Emily McIlroy uses the practice of drawing and painting, and her own particular practice of abstraction, as a means of connecting inner and outer "wildernesses." Her large-scale works on paper explore forces and life forms of the natural world as metaphors for human experiences of love, loss, grief, and wonder. 

Emily was born and raised in Norman, Oklahoma. She received her BA in Studio Art from the University of Arizona in 2005 and her MFA in Drawing and Painting from the University of Hawai‘i at Mānoa in 2011. She served many years as an instructor and art educator for the Honolulu Museum of Art School and the Hawai‘i State Art Museum. She has taught in the Drawing and Painting Program at the University of Hawai‘i at Mānoa since 2012. 

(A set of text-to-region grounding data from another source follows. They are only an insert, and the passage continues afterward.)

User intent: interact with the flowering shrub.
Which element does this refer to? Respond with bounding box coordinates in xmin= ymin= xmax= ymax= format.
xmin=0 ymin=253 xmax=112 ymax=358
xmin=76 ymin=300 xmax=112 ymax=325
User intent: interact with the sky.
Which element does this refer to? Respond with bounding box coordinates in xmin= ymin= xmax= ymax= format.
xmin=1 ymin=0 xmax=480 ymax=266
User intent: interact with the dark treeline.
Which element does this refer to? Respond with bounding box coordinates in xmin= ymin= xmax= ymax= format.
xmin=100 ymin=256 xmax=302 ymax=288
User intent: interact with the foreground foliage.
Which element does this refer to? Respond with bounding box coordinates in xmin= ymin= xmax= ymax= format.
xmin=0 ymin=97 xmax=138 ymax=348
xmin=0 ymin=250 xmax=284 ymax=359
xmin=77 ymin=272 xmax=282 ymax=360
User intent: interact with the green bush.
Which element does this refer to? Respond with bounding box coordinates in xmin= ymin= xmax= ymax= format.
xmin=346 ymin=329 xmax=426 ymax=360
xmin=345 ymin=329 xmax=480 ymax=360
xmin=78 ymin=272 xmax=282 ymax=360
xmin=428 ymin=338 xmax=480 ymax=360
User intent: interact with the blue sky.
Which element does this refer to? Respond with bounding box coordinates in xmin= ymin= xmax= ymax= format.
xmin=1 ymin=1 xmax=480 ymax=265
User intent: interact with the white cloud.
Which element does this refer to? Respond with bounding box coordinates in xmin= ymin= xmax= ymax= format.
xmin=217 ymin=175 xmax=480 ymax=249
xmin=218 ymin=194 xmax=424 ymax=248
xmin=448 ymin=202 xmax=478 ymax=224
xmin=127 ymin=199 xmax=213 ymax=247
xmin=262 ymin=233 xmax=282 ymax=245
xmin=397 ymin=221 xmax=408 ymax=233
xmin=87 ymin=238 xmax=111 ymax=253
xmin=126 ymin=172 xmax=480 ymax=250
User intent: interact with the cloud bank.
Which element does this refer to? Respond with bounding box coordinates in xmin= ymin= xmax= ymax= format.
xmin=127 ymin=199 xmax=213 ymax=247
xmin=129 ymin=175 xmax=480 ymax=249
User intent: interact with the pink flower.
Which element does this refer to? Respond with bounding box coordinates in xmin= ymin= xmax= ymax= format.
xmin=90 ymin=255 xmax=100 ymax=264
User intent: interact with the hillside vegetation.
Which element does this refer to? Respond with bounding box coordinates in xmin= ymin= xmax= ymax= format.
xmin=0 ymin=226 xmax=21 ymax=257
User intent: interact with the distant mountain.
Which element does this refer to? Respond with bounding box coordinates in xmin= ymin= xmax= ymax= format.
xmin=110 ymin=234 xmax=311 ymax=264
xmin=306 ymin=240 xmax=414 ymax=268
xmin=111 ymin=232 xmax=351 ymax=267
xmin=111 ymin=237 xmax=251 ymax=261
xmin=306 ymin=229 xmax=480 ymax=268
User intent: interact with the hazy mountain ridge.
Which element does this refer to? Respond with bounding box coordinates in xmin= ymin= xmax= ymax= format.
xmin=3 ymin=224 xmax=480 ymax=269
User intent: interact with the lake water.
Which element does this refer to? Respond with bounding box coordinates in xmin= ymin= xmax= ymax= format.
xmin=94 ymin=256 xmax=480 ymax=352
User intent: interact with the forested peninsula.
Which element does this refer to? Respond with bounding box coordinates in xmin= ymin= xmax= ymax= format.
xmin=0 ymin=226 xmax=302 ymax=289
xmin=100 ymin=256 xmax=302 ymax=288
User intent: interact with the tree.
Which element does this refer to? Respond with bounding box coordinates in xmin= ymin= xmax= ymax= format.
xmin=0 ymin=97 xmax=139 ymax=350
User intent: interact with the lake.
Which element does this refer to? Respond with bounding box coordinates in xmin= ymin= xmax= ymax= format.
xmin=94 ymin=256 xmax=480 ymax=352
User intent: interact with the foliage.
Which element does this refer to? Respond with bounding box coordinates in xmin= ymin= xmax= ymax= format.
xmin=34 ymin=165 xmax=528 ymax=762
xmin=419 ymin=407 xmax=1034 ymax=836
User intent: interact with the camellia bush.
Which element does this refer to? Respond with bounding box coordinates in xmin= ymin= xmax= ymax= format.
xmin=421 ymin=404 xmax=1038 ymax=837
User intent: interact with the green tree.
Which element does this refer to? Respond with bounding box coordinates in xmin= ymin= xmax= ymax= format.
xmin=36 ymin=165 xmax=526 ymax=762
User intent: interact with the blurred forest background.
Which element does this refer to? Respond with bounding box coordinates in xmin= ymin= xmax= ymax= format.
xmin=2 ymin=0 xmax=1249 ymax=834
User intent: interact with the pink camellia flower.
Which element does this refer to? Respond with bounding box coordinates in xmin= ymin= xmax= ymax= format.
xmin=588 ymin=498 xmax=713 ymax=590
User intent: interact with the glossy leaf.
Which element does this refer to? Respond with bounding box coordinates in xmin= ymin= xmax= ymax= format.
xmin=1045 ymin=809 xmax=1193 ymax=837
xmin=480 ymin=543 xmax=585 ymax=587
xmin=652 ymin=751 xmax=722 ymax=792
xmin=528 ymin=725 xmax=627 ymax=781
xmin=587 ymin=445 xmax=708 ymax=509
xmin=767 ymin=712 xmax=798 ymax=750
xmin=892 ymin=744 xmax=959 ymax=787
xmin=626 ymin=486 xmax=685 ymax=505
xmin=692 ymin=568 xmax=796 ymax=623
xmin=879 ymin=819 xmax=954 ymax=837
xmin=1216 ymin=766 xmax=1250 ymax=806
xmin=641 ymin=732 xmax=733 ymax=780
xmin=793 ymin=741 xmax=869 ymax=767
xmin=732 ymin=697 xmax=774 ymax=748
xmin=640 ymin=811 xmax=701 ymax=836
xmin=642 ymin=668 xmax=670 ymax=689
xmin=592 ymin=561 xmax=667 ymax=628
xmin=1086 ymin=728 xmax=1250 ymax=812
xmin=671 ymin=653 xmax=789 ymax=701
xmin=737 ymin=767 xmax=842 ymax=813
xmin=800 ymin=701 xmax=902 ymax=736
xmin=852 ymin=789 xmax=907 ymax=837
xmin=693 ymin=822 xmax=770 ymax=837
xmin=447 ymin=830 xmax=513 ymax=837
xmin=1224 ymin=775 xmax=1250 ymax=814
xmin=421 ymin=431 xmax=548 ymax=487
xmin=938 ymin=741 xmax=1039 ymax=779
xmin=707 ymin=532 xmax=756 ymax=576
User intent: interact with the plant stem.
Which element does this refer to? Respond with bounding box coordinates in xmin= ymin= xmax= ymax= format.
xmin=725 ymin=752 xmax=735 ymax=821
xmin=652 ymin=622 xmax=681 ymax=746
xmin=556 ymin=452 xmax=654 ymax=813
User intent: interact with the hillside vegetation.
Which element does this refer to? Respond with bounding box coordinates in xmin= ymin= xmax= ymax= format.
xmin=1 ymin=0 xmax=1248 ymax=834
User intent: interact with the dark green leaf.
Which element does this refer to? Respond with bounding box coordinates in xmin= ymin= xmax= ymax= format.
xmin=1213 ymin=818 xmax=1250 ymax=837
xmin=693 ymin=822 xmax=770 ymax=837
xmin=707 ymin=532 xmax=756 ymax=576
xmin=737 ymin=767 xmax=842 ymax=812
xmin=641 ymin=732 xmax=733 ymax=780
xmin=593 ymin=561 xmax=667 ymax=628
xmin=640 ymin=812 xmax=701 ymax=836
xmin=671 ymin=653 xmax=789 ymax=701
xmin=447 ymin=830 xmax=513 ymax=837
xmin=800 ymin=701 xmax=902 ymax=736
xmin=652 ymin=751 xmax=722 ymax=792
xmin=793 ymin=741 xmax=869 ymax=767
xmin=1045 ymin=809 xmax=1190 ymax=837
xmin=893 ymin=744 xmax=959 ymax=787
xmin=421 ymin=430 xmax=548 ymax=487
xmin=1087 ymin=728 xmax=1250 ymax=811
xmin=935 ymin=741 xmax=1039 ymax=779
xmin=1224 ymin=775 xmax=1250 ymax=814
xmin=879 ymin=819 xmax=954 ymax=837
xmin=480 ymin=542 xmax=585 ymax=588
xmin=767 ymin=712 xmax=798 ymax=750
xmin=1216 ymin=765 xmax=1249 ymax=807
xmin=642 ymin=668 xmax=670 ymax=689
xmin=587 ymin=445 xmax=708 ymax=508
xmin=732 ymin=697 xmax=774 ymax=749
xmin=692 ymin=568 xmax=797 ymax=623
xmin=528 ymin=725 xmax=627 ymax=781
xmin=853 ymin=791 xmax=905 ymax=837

McIlroy’s work has been exhibited widely across the United States, including recent solo exhibitions at the Holter Museum of Art (Helena, MT); Dairy Arts Center (Boulder, CO); Emerson Center for the Arts and Culture (Bozeman, MT); Thelma Sadoff Center for the Arts (Fond du Lac, WI); and the Honolulu Museum of Art (Honolulu, HI). She has previously been Artist-in-Residence at Chulitna Lodge Creative Residency Program (Port Alsworth, AK); Sitka Center for Art and Ecology (Otis, OR); Glacier National Park (West Glacier, MT); and Brush Creek Foundation for the Arts (Saratoga, WY). She is a recipient of the Marianne Oberg Foundation for Spiritual Art Grant (2022).